Um diese Werkschau habe ich mich einigermaßen lange gedrückt. Warum? Wegen Chinas Politik in manchen Belangen. Wegen der quälenden Territorialfrage, Ein-China-Politik, uff, ich dachte ich kann hier eigentlich nur alles falsch machen. Schließe ich den Hongkong-Film ein, eine der Säulen der chinesischen Filmindustrie, oder bekommt der eine eigene Werkschau? Und was ist mit Taiwan? Viele Fragen, die ich über längere Zeit versucht habe zu durchdringen und immer noch das Gefühl habe vieles nicht vollumfänglich zu erfassen. So wurde daraus erstmal „chinesischsprachige Filme“ und heute erstmal mit einem Fokus auf Filmen aus der Volksrepublik China und Hongkong. Daher ist diese Werkschau wohl so unvollständig wie kaum eine, die sich einem bestimmten Produktions- oder Herkunftsland widmet. Wie umreißt man den chinesischsprachigen Film in sieben Filmen? Naja, letzten Endes sah ich einige mehr und nahm eine bestimmte Auswahl hier rein, die eben (wie eigentlich immer bei den Werkschauen) erstmal nur für mich stellvertretend ist, aber hoffentlich viele bekannte Vertreter abdeckt. Ich bin gespannt wie ihr oder ich das in zehn Jahren bewerten würden. Also heute: sieben Filme aus der Volksrepublik China und Hongkong. Warum übrigens gerade jetzt? Naja – nachträglich: happy lunar new year!

Die Todeskralle schlägt wieder zu (auch: „Bruce Lee: Die Faust des Drachen“)

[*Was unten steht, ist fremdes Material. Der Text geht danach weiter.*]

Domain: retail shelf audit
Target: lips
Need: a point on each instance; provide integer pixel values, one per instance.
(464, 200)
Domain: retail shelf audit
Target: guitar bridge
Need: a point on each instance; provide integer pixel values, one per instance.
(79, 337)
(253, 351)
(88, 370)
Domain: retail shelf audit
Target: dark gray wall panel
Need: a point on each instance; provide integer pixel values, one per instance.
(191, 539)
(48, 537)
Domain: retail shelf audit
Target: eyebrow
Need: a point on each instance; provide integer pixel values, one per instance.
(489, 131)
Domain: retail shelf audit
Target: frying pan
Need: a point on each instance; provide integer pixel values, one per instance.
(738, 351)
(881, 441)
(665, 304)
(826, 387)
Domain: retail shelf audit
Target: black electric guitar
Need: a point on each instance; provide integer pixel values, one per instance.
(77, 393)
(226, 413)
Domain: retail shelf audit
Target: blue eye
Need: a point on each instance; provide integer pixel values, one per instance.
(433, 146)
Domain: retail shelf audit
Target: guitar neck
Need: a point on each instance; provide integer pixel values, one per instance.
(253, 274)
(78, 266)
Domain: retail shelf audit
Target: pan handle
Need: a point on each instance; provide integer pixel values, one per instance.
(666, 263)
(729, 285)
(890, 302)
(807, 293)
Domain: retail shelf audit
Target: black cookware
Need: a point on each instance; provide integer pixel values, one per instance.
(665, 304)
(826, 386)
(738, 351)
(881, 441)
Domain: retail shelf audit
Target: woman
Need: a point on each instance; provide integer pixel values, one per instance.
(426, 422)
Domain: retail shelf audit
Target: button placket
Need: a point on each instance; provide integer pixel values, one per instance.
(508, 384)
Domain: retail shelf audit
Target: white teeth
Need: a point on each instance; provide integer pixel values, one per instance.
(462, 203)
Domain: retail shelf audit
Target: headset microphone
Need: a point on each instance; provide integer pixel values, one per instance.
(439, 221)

Was kann verwirrender sein als der Titel im deutschen Verleih? Weniges. Während der Titel impliziert, dass es die Fortsetzung einer Reihe ist, erleben wir hier eigentlich das erste Abenteuer von Tang Lung (Bruce Lee). Der wird von einem Verwandten gebeten nach Rom zu reisen und ihnen zu helfen ihre Gaststätte gegen Gangster zu verteidigen. Anfangs machen sich alle über den Cousin aus Hongkong lustig – was soll der schon richten? Tang Lung hingegen „culture clasht“ mit dem westlichen Alltag in Rom. Aber bald schon bekommt er die Gelegenheit zu zeigen, was er drauf hat. Die Gangster nehmen das als Anlass um mit immer stärkeren Verbündeten aufzutauchen.

Der seltsame Titel rührt wohl daher, dass in Deutschland zuerst der Nachfolgefilm um Tang Lung erschein, in dem die Todeskralle der Gegner ist. Der Rest entsteht wohl aus mangelnder Recherche und viel Verwirrung. Unter seinem internationalen Namen ist der Film vielleicht am Ende besser bekannt: The Way of the Dragon. Den will Tang Lung demonstrieren, nachdem es mehr oder weniger zusammenhängende Späße über fremde Sitten gibt. Obwohl die anfangs sehr seltsam anmuten (die Suppen-Szene im Flughafen-Restaurant), sind spätere schon sehr gelungen und witzig. Am besten ist es aber wohl, wenn sich Tang Lung beweisen kann, nachdem so lange Erwartungshaltung aufgebaut wurde. Das Herabschauen Tang Lungs auf Rom und seine Atrakktionen ist vielleicht das, was man in so einem Culture Clash Szenario erwartet, aber sicherlich nicht für alle gleich witzig. Zwischendrin kann man sehr gut sehen, dass teils an Originalschauplätzen, teils im Studio gedreht wurde (Stichwort Kolosseum). Dem Spaß an der Klopperei tut das nur mäßig Abbruch. Vor Allem dann nicht mehr, wenn Chuck Norris auftaucht.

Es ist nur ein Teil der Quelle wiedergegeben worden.